氧化铝(Al2O3)能使玻璃的离子交换能力大幅提高,是必需的组分,同时它能提高玻璃的耐候性,其质量分数优选为12%~24%。如果其质量百分数低于12%,则玻璃的离子交换能力不足,无法满足本公开实施例的要求;如果高于24%,则玻璃的熔融性显著恶化。
在一些实施例中,铝硅酸盐玻璃中可以添加五氧化二磷,五氧化二磷(P2O5)在形成玻璃网络时,可形成比铝氧四面体更大的空间,因此也能显著增加离子交换的能力。同时,其形成的内部空隙,能在第一步离子交换时防止产生堵塞,从而使得玻璃可以更适用本公开实施例所提供的两步法离子交换(其中第一步离子交换时间较长,易产生堵塞),同时,它能降低玻璃的黏度。另一方面,它的引入会使玻璃的化学稳定性降低,且含量过高时,玻璃容易析晶;从成本方面考虑,含磷原料价格较高,且高磷玻璃的生产难度也较大,因此,五氧化二磷以质量百分数计至多含有7%。即便玻璃中不含五氧化二磷,由于其它的组分经过了优化,玻璃在强化后CS与DOL也能达到要求,因此,五氧化二磷不是必需的。
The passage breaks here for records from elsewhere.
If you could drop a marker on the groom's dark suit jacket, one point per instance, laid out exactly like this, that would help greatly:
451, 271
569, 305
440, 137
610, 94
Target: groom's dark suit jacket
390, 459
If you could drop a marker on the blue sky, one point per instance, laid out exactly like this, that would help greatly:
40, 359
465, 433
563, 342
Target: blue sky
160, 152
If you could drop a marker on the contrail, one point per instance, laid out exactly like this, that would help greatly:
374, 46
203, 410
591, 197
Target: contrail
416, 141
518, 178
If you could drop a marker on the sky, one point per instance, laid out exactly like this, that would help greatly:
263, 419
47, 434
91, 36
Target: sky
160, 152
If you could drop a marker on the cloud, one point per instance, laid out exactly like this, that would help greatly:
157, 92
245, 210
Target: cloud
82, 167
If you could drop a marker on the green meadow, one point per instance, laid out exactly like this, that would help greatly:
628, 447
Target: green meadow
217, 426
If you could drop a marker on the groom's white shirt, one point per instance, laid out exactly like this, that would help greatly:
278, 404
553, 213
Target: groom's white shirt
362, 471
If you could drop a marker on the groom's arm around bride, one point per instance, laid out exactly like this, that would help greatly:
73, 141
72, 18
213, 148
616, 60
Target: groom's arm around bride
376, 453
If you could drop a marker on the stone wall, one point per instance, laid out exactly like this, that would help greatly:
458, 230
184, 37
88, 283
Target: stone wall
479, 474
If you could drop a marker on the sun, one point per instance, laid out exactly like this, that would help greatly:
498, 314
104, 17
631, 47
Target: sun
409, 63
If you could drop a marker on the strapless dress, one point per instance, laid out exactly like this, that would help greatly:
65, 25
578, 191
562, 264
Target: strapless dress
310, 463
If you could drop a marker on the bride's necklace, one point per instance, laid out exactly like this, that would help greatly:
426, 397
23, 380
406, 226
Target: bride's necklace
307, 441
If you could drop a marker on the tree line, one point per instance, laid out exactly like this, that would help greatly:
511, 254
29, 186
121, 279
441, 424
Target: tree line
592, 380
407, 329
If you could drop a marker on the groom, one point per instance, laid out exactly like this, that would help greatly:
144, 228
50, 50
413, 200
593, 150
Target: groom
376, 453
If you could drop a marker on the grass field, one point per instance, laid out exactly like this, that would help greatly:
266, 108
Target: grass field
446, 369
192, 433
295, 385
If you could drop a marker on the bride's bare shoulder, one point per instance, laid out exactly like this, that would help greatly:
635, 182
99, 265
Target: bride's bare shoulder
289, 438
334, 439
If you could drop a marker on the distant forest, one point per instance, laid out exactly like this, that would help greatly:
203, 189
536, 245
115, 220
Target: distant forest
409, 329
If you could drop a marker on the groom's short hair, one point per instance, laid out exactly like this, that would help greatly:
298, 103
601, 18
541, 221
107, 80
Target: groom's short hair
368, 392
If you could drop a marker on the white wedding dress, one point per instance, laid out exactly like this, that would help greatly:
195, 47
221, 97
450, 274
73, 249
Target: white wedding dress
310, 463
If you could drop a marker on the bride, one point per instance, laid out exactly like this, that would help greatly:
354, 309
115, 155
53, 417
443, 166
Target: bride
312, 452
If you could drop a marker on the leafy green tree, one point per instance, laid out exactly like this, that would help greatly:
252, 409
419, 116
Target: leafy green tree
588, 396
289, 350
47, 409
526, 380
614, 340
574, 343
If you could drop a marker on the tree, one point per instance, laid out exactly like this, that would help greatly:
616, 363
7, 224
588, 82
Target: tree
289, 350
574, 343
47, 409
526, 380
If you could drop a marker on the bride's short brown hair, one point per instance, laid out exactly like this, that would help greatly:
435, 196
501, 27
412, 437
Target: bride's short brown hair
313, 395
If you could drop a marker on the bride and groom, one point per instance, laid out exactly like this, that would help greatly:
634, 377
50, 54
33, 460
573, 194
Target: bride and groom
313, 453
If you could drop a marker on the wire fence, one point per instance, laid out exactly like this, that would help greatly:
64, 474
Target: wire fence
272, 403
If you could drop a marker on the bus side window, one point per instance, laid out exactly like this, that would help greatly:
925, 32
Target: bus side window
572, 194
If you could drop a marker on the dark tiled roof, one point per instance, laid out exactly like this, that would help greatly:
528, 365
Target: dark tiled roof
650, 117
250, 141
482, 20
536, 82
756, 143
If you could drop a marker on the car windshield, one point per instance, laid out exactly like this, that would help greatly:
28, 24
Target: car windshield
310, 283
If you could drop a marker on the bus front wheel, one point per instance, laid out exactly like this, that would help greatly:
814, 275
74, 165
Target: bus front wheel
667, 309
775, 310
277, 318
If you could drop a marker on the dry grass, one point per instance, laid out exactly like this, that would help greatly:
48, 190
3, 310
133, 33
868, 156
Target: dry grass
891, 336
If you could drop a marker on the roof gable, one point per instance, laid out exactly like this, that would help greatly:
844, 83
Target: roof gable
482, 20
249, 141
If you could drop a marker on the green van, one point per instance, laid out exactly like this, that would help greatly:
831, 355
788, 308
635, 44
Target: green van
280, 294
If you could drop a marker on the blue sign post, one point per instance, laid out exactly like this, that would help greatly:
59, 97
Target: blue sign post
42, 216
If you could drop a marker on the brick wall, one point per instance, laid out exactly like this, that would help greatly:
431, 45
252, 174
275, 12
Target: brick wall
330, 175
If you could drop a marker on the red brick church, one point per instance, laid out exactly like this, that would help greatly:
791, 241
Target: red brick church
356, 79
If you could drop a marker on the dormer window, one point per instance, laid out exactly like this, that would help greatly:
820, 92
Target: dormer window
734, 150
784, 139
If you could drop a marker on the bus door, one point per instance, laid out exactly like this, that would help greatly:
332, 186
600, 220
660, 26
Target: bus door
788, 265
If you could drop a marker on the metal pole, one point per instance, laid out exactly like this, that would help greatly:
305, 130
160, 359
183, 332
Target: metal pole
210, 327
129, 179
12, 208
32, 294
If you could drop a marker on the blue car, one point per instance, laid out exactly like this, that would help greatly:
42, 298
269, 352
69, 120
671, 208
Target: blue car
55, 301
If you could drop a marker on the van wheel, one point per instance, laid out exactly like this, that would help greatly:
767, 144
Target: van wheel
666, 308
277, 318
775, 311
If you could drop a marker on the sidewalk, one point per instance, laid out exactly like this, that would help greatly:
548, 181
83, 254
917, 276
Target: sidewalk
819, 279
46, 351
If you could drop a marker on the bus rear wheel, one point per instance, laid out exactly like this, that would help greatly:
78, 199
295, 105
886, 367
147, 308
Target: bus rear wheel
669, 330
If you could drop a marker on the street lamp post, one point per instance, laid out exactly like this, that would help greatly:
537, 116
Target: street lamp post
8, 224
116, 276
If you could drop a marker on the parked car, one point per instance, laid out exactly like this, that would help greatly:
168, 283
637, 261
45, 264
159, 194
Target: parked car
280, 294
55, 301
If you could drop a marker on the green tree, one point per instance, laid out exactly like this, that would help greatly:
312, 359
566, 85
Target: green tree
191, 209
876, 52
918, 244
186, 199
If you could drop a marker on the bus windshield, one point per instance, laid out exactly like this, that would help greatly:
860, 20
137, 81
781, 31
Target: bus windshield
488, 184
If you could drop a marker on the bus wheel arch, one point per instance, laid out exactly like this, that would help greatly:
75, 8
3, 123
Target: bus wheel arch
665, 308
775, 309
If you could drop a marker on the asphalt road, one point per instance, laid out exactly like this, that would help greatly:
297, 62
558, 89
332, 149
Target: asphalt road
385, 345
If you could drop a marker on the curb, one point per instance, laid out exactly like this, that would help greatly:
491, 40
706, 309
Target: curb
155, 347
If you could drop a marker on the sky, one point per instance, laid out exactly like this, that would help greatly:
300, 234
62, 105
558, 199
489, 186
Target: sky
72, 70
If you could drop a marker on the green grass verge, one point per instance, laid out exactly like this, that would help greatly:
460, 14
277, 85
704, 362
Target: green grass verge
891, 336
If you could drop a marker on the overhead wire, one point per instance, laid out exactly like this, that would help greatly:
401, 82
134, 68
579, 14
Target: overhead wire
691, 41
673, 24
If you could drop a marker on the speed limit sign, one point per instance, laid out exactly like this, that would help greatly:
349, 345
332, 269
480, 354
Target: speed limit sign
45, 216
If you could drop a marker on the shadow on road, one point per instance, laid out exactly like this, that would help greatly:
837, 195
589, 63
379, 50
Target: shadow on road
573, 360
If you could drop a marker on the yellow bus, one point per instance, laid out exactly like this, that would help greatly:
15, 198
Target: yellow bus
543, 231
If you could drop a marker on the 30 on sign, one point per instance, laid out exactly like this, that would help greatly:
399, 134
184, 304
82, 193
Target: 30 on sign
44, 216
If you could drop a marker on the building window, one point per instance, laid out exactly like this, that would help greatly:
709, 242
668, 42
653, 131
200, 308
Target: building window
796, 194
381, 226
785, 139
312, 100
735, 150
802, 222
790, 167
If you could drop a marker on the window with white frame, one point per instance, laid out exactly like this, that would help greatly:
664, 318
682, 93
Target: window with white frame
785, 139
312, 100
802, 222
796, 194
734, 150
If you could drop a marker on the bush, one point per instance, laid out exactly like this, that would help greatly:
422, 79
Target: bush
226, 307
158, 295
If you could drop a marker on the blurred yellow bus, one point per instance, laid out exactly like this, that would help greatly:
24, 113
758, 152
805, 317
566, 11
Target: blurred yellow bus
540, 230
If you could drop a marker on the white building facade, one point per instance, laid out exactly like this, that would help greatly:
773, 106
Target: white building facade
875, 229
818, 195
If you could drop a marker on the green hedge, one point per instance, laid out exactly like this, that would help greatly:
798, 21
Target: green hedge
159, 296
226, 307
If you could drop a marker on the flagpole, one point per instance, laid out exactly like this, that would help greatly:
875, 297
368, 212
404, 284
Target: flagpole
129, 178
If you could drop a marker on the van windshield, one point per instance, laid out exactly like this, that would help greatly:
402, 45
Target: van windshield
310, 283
进一步优选的,所述P2O5的含量为1%~5%。
在一些实施例中,铝硅酸盐玻璃中可以添加氧化锂,氧化锂(Li2O)是良好的助熔效果,显著降低玻璃的黏度,它还能提高玻璃的CS值。在本公开实施例所采用的两步法中,氧化锂提供的锂离子(Li+)能和熔盐中的钠离子(Na+)进行交换,补充玻璃中的钠离子,从而维持玻璃与熔盐的钠离子浓度差,保证离子交换交换速度,且由于钠离子半径大于锂离子半径,这一交换过程本身也能产生挤塞效应,获得更高的CS值。但是,由于氧化锂不利于玻璃的DOL的提高,其在玻璃中的质量百分数至多为4%。虽然适当含量的氧化锂有助于提高玻璃的CS值,但是得益于本公开实施例特殊的强化工艺,即使玻璃中不含有氧化锂,在经过强化后其CS值仍能达到要求,即氧化锂不是必需的。进一步优选的,Li2O的含量为0.5%~3%。
氧化钠(Na2O)能是进行离子交换必需的成分,同时它也能显著改善玻璃的熔融性。其质量百分数优选为12%~20%。如果质量百分数低于12%,则玻璃的熔融性较差;如果高于20%,则玻璃的耐候性变差。
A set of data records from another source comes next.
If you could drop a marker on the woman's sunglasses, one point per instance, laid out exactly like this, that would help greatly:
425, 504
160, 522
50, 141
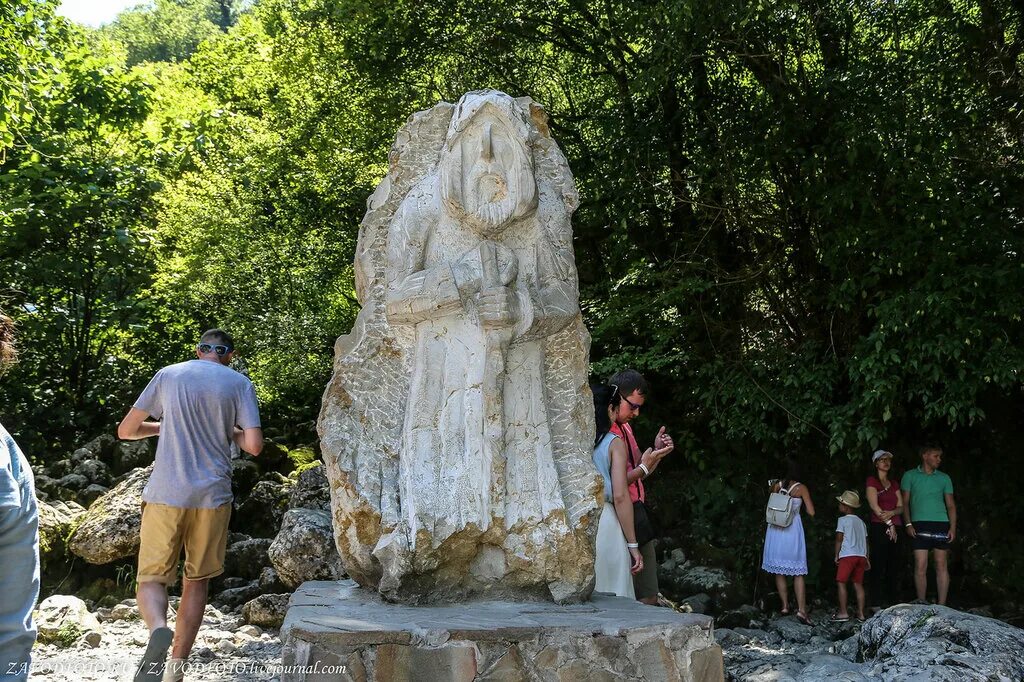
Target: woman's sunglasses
219, 349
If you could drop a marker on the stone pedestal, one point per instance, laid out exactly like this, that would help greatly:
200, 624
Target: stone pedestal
338, 631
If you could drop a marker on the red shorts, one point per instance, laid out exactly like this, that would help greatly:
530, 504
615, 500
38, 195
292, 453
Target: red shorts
851, 567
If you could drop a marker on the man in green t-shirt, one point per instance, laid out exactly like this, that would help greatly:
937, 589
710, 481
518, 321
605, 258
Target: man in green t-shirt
928, 498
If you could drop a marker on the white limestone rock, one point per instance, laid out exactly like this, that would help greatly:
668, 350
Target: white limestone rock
303, 549
110, 529
458, 427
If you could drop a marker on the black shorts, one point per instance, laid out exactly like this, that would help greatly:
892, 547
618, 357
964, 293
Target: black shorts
931, 535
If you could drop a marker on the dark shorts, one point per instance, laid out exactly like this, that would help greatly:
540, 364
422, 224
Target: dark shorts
645, 583
931, 535
851, 567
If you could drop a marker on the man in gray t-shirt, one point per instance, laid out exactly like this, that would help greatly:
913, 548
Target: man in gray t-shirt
202, 407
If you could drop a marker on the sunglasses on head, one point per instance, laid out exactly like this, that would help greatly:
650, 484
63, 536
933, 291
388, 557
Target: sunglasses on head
219, 349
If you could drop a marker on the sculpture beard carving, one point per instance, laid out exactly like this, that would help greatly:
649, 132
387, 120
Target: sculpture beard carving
499, 187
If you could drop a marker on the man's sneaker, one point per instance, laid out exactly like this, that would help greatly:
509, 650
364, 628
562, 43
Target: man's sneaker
151, 669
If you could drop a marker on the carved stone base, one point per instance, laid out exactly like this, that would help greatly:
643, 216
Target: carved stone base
338, 631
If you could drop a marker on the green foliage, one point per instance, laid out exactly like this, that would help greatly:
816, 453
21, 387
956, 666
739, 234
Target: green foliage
170, 30
74, 196
68, 634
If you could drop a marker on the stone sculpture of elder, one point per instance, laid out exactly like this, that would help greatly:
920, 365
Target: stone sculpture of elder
473, 475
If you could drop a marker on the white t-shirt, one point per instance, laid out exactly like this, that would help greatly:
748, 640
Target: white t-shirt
854, 536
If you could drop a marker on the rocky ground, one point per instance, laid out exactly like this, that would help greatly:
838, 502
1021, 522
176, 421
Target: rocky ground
114, 639
904, 642
281, 537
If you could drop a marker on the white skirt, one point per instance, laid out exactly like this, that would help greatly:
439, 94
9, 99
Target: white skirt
612, 564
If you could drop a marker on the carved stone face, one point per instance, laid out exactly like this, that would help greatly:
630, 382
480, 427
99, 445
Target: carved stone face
486, 178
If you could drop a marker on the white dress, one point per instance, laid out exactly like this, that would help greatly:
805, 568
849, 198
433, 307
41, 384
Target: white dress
611, 568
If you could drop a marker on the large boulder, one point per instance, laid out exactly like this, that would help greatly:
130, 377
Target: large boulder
311, 489
247, 557
260, 514
110, 529
62, 619
304, 549
100, 448
94, 471
55, 521
266, 610
904, 642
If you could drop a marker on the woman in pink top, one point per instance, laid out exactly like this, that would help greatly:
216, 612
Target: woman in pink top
885, 531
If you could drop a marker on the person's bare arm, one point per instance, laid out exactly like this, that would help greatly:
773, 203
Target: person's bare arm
623, 503
250, 440
951, 511
134, 426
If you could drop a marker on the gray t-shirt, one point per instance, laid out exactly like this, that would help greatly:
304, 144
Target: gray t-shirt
854, 536
198, 402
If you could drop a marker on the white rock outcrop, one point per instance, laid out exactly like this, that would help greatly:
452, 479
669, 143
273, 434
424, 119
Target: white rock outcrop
110, 529
458, 426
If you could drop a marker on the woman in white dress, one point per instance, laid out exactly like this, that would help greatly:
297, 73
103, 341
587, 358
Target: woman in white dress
617, 554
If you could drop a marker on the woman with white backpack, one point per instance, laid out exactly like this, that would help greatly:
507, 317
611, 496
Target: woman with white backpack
785, 549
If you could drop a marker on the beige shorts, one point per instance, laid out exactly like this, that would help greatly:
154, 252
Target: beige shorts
166, 529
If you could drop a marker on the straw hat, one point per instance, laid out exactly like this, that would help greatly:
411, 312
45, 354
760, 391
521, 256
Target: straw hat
850, 499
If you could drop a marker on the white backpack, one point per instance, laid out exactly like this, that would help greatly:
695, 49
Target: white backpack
780, 509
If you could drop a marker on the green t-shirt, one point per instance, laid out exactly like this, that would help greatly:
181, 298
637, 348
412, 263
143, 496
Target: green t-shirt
928, 492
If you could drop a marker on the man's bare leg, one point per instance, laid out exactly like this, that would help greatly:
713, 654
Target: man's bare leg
921, 572
942, 574
858, 589
152, 600
189, 616
842, 612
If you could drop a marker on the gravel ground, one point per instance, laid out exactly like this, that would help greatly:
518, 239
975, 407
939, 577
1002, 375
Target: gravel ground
225, 649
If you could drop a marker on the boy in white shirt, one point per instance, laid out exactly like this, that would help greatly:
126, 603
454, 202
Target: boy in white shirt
851, 554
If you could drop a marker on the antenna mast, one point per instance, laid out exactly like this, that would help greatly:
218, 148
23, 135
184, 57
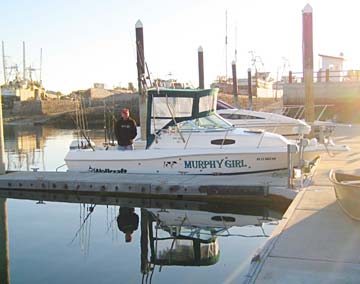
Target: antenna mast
226, 44
4, 63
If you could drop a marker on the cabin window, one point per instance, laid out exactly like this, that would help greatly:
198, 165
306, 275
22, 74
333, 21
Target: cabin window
223, 141
223, 218
239, 116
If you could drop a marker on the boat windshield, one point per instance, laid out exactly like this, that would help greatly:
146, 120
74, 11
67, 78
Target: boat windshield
211, 122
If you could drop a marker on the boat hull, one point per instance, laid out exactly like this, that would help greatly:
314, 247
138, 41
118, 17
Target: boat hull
183, 162
347, 190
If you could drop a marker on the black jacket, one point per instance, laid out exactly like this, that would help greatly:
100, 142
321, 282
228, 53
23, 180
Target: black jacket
128, 220
125, 131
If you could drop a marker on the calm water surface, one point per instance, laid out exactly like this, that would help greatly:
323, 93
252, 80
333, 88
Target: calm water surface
116, 240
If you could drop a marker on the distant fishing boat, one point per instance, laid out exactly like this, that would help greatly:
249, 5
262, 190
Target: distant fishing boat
271, 122
347, 190
186, 136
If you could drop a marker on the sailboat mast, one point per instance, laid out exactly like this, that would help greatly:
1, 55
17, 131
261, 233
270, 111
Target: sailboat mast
235, 44
4, 63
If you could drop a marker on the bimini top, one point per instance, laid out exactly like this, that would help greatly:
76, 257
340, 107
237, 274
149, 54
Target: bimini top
166, 107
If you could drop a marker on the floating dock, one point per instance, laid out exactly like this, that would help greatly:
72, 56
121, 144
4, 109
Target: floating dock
316, 242
271, 187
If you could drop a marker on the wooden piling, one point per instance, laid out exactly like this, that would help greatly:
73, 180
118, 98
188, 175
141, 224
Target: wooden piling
141, 77
4, 244
249, 90
308, 64
235, 87
201, 67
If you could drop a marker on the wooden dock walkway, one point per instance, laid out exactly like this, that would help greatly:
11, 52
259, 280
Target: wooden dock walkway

氧化钾(K2O)能提高玻璃的熔融性,同时,它与Li2O以及Na2O能形成混合碱效应,提高玻璃的性能,因此是必需的成分。其质量百分数优选为0.1%~6%。如果质量百分数低于0.1%,则其作用得不得体现,且增加原料成本;如果高于6%,则玻璃的耐候性变差。
氧化镁(MgO)在高温时能降低玻璃的黏度,促进玻璃的熔化和澄清,是必需的成分,可以替代对离子交换有抑制作用的氧化钙(CaO),其质量分数优选为2%~7%。如果MgO质量百分数低于2%,则玻璃的黏度太大,难以熔化;若高于7%,则玻璃容易析晶,同时,玻璃的料性过短,不利于成型。
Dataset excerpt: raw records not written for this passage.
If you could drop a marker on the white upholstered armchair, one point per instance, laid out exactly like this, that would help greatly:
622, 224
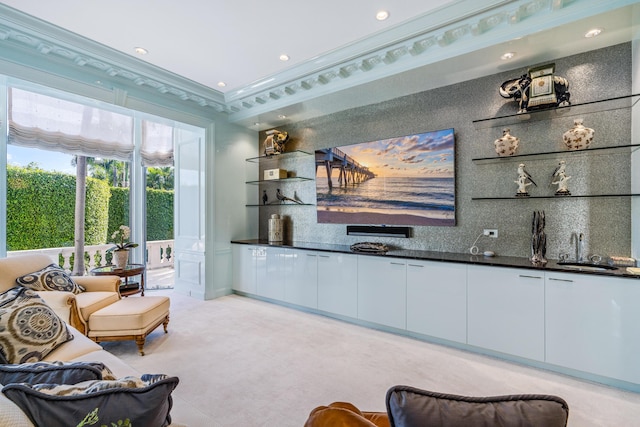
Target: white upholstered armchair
100, 291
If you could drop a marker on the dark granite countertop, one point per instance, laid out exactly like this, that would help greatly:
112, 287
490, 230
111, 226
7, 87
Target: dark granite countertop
498, 261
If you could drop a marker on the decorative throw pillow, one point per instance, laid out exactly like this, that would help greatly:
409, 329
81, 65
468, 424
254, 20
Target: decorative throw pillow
54, 372
412, 407
50, 278
29, 328
144, 401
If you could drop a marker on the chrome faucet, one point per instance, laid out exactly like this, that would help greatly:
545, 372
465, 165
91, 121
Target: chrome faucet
579, 239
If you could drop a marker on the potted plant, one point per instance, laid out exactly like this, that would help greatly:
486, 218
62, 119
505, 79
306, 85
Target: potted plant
120, 238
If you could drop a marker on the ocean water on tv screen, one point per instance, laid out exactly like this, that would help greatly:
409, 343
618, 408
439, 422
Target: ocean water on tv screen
426, 197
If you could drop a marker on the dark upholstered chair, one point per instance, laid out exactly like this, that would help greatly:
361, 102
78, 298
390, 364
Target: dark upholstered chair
412, 407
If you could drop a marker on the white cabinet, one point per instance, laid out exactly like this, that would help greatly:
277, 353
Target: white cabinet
272, 272
506, 310
301, 284
245, 261
382, 290
437, 299
338, 283
593, 324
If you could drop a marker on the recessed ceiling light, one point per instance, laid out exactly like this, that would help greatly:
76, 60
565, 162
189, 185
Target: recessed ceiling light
381, 15
593, 33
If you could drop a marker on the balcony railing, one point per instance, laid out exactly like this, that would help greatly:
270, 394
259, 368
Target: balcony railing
159, 254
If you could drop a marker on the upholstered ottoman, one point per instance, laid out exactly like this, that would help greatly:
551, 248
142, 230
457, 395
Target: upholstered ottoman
129, 319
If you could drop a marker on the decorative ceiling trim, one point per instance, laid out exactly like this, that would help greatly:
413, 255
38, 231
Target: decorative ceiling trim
449, 31
23, 33
499, 22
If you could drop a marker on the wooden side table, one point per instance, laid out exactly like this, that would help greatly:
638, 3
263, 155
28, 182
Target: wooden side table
128, 271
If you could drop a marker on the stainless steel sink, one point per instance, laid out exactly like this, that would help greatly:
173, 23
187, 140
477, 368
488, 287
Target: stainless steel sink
587, 266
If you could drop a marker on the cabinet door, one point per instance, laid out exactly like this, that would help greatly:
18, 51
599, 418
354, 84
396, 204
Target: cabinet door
271, 273
437, 299
593, 324
244, 268
506, 310
382, 291
338, 284
301, 285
在一些实施例中,铝硅酸盐玻璃中可以添加氧化锌,氧化锌(ZnO)能降低玻璃的黏度,同时提高玻璃的耐腐蚀性。另一方面,由于本公开实施例的玻璃主要用于盖板,可能经由多人触摸,因此存在一定的健康隐患。而锌离子(Zn2+)具有一定的抗菌能力,在玻璃中引入氧化锌能使玻璃获得一定的抗菌能力。虽然Zn2+的抗菌能力相对于Ag+等较弱,但它不会使玻璃着色。优选的,ZnO的含量为1%~3%。
氧化锆(ZrO2)能提高玻璃的化学稳定性,增加玻璃表面硬度,且能提高玻璃形成裂纹所需的压力,从而使得玻璃更耐划伤和跌落,仅需少量ZrO2就能满足要求,因此是必需的成分。但是ZrO2过多会显著提高玻璃的熔化温度,同时会带来结石等缺陷。因此本公开实施例中ZrO2的质量百分数优选为0.01%~1.5%。
另外,本公开实施例对具有上述组成的玻璃进行相应的化学强化工艺设计,提供一种采用两步法的离子交换工艺。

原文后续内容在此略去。